Die Kenntnis über mögliche Beschaffungsrisiken geht auf eine Literaturrecherche zurück, in der verschiedene Beschaffungsrisiken identifiziert wurden [u. a. 16-19]. Generell können Risiken in der Beschaffung bei Lieferanten oder auf dem Beschaffungsmarkt auftreten und die Versorgung des Unternehmens gefährden [20]. Da das wesentliche Merkmal von Beschaffung 4.0 in der umfassenden Vernetzung mit den Lieferanten liegt, konzentriert sich die nachfolgende Analyse auf Risiken, die in der Beziehung mit bzw. bei Lieferanten auftreten. Beschaffungsmarktrisiken, wie z. B. Währungsrisiko, Wirtschaftsrisiko, Zollrisiko, Risiko politischer Instabilität oder Risiko klimatischer bzw. naturbedingter Katastrophen [16-19], werden im Folgenden nicht näher betrachtet, da sie durch die Umsetzung von Beschaffung 4.0 maximal indirekt (z.

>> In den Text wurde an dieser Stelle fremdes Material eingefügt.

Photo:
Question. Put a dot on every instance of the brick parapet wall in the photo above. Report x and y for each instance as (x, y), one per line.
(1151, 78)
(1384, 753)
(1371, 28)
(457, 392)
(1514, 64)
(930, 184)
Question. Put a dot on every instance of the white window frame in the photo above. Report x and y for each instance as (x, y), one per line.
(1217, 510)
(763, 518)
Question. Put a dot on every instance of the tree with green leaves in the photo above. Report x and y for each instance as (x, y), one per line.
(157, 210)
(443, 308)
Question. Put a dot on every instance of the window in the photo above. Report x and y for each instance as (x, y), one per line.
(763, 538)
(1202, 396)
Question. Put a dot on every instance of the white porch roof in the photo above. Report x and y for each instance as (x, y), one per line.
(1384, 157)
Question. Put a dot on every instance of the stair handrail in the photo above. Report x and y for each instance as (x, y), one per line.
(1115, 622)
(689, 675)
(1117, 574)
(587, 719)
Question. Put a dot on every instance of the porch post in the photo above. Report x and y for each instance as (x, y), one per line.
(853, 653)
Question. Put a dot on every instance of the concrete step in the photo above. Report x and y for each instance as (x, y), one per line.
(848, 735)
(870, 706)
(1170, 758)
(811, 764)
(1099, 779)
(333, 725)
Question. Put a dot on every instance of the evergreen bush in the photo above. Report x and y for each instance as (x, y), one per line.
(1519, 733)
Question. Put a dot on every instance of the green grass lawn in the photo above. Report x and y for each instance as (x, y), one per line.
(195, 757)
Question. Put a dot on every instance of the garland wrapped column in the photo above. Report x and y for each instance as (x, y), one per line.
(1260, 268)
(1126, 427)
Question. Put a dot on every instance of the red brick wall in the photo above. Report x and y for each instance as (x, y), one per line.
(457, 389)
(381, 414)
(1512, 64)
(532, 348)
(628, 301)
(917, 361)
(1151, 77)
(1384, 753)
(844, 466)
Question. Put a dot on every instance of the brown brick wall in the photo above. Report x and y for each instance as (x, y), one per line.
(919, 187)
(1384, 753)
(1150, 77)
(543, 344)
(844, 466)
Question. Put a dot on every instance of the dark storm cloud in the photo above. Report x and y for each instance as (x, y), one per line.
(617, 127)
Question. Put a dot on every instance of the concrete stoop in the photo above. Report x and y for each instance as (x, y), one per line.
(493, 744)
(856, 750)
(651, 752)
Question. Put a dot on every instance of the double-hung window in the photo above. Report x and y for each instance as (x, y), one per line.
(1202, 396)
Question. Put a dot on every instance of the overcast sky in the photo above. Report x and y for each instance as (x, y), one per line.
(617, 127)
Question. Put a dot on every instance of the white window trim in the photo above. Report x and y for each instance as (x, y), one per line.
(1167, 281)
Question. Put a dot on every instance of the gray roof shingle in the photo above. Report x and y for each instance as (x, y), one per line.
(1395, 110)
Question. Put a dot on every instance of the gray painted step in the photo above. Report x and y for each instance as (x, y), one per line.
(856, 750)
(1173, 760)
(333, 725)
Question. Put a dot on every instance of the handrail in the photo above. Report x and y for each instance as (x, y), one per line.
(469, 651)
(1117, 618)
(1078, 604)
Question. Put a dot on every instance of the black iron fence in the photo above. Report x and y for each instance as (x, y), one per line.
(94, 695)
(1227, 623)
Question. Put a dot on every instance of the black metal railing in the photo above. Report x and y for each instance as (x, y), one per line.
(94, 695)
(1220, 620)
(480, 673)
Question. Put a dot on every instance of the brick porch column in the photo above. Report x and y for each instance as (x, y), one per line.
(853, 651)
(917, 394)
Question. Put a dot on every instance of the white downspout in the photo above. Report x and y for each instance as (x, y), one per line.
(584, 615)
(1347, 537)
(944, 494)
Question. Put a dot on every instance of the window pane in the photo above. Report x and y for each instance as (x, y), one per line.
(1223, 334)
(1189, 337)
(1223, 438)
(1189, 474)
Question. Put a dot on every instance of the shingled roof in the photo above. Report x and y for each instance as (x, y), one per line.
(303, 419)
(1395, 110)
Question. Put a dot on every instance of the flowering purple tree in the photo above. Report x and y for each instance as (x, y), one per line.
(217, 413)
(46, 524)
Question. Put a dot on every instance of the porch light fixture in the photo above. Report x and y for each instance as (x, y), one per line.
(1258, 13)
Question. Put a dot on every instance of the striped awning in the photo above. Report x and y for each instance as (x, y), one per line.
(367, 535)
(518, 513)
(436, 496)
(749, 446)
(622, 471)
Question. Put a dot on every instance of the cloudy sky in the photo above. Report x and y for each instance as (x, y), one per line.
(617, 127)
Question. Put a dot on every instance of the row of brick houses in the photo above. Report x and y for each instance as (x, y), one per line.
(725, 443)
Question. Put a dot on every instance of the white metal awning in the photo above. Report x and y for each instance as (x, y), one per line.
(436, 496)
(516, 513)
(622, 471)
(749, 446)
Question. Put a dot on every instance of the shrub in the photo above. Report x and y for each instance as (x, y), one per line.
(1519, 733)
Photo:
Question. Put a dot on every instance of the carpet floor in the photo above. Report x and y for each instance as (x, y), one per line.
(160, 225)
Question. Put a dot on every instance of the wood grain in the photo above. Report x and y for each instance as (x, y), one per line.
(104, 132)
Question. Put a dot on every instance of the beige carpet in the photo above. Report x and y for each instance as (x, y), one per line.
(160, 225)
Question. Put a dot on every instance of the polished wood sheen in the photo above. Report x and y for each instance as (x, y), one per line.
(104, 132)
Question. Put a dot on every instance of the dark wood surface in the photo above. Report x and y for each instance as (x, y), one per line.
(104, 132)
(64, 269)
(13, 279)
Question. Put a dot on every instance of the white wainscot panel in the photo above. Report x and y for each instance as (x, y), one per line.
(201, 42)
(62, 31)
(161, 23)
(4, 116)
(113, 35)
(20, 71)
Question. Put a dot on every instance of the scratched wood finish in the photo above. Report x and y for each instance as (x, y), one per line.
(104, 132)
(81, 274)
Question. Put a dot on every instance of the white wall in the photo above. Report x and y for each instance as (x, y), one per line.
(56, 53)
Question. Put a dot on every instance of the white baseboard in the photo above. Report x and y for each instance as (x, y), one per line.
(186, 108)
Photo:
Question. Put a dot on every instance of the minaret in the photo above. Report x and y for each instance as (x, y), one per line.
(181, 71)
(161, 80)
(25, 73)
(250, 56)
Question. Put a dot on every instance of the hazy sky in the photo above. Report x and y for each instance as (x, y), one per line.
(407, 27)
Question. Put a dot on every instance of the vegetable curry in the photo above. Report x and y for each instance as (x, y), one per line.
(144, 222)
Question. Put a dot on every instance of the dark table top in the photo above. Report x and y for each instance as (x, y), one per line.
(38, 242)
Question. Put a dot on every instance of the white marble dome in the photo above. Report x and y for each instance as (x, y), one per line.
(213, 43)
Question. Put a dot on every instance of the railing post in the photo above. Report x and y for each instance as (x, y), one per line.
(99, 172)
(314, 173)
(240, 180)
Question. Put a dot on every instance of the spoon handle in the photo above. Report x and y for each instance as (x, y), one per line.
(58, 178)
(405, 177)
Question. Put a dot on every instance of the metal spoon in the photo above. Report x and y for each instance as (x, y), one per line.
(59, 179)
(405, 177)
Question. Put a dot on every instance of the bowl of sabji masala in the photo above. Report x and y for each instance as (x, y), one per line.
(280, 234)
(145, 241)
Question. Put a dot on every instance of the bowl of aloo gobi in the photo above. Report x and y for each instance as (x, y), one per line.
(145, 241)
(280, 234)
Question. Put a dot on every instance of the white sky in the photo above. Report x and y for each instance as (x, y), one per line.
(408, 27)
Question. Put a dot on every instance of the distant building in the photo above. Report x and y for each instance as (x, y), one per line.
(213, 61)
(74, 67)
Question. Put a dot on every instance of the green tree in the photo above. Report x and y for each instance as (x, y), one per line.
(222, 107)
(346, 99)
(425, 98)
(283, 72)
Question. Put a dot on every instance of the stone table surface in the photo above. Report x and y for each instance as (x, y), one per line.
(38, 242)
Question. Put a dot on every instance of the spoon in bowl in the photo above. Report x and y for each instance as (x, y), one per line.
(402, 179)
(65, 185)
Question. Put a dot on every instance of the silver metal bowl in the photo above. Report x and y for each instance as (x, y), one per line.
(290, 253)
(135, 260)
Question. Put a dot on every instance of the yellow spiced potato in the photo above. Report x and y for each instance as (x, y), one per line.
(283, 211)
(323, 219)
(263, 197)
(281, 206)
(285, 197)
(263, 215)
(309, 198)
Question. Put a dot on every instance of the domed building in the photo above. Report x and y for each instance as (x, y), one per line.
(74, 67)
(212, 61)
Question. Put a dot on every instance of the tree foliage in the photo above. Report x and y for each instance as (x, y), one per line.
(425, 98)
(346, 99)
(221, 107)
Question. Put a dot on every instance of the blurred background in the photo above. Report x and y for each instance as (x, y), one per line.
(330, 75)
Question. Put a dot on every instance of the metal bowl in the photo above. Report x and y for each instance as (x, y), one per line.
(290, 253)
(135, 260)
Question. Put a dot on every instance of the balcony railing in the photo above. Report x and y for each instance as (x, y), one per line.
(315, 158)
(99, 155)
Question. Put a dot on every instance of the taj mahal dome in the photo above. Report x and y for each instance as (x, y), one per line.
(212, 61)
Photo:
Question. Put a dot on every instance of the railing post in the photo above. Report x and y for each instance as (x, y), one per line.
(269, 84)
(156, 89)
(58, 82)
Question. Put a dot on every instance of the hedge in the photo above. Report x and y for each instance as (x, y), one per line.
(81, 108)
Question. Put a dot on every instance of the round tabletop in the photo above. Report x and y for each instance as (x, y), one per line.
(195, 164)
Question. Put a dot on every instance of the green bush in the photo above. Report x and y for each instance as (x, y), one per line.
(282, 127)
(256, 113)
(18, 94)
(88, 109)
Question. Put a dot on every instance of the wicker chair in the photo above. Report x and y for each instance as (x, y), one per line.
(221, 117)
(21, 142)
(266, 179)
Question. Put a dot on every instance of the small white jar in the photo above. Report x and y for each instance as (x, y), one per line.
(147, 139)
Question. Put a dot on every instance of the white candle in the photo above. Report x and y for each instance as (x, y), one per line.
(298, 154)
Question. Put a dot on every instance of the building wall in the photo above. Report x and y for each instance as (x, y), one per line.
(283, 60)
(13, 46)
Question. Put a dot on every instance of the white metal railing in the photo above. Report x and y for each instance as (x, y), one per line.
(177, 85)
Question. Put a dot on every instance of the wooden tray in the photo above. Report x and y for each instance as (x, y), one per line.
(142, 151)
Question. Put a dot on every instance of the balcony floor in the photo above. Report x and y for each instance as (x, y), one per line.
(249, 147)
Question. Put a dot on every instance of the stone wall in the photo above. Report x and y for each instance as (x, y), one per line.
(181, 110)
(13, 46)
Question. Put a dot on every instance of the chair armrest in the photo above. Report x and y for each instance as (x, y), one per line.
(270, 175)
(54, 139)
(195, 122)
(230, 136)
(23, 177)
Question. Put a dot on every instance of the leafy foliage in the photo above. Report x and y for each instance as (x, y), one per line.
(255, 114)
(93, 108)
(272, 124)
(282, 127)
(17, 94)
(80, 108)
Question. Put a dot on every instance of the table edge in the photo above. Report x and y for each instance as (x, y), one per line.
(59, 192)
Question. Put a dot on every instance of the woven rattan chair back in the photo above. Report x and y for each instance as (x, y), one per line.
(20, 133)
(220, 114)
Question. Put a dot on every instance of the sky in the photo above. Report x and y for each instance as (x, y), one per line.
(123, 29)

B. durch eine bessere Überwachung) beeinflusst werden.

Für die identifizierten Risiken wird analysiert, ob Eintrittswahrscheinlichkeit und Schadenshöhe in der digitalisierungsinduzierten Beschaffung 4.0, verglichen mit der traditionellen Beschaffung, tendenziell steigen oder sinken (Bild 1). Die Beurteilung erfolgt unter Berücksichtigung der zwei Paradigmen der Beschaffung 4.0 – automatisierte Beschaffung und strategische Kollaboration.